ARTICLE BY BRYAN MACK
FEB. 23 | HOLLYWOOD—Hope is a knotty concept. A friend recently told me that her university rejected her initial commencement speech because they felt that hope was too bleak a concept for a graduation message. After Obama’s election, hope is seen in a more positive light, but ultimately it is the refuge of the beaten, the downtrodden and the cast aside. Godspeed You! Black Emperor chose to begin their set at the Music Box with the word flickering behind them, providing an adept theme for the night. Known as much for their devout adherence to liberal politics and anti-capitalist stances as their breathtakingly expansive music, the band expressed positivism and bleak foreboding in equal regard over the course of their two-plus-hour set.
Godspeed’s music is labeled as many things: post-rock, orchestral, cinematic, expansive. However, as I watched them, I was continually reminded of the visceral and organic quality of their songs. Unlike Mogwai, who also crush and lull their audience with walls of noise, or Sigur Ros, who build to emphatic climaxes of vocals and visuals, Godspeed used the set as a whole to craft their statement. They opened with a slow-building drone that bled into "Storm," a song that exults in the expansion of sound and one of the highlights of their catalog. Most passages throughout the night followed the basic structure of "Storm"—a more subdued introduction building to a climactic crescendo.
However, the band used this dynamic in interesting ways, emphasizing their instrumental interplay over sheer noise, and moving from uplifting, positive tones to darker, tenser movements as the set progressed. The early explosions of "Monheim" sounded like bursts of joy, but by "Rockets Fall on Rocket Falls," the sound was decidedly darker, more ominous and much more forceful. They mirrored this progression with visuals that were projected from two film reels. Starting with slow, drifting shots of nature and empty land, the visuals slowly introduced more images of humanity and technology as the songs veered toward a darker sphere. By the closing piece, "Sad Mafioso" (used to excellent effect in 28 Days Later), the band crafted a maelstrom of strings, guitars and distortion, as shots of stock tickers and urban masses tangled behind them. These scenes worked as more literal expressions of the band’s instrumental music, emphasizing a respect for nature and a distrust of large, capitalist-driven society. The imagery was never overbearing and instead provided a great focus, as the band hardly moved and kept the stage lights dim.

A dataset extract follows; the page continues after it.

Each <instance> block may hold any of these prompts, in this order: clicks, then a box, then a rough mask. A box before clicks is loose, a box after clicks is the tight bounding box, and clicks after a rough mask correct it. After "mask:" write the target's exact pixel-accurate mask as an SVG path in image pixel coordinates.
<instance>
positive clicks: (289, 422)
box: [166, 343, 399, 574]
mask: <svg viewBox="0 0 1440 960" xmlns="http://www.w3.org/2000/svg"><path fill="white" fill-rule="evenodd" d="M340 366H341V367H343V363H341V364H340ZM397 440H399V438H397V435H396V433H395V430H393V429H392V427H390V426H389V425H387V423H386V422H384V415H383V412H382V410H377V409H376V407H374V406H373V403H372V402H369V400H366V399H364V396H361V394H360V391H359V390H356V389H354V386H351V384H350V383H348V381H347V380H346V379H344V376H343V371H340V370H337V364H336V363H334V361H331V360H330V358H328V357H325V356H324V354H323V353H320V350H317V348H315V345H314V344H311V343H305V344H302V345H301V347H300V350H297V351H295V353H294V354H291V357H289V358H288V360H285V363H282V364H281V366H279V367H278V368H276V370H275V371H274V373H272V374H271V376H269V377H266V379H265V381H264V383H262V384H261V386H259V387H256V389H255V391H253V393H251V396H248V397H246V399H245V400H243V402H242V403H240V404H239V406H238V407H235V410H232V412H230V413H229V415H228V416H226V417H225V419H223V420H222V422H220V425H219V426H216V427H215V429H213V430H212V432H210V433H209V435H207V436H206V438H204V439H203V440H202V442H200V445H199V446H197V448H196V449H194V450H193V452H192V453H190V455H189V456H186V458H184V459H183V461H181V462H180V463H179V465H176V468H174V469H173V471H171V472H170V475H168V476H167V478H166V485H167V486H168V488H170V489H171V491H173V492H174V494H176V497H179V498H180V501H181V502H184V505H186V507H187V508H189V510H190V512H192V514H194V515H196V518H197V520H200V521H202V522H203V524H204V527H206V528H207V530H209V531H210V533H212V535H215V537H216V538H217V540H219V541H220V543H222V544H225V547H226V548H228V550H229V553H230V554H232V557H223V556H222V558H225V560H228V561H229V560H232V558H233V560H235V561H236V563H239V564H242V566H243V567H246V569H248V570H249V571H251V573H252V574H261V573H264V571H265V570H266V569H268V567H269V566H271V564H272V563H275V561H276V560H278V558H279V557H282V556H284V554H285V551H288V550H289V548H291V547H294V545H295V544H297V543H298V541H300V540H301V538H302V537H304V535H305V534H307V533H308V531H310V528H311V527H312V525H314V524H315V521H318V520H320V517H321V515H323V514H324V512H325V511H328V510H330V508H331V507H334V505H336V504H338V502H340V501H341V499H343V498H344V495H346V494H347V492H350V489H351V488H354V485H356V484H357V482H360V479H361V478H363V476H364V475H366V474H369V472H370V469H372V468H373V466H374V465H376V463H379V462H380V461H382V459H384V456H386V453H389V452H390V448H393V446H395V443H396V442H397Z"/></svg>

The crowd readily responded to the majestic noise the band made onstage. In my experience, the Music Box draws a fairly noisy crowd, and I was more than a little worried that conversations might mar the performance. Instead, the sold-out crowd was rapt from the first notes, cheering like crazy between pieces but maintaining an awed silence during the rest of the performance. During the quietest moments, the only sound I could hear besides the performance was that of the film projectors at the back of the venue. Whether Godspeed will stay together after this tour remains to be seen. However, for one night, they turned a crowd of Angelenos into fervent believers and instilled hope that this won’t be the last we see of them.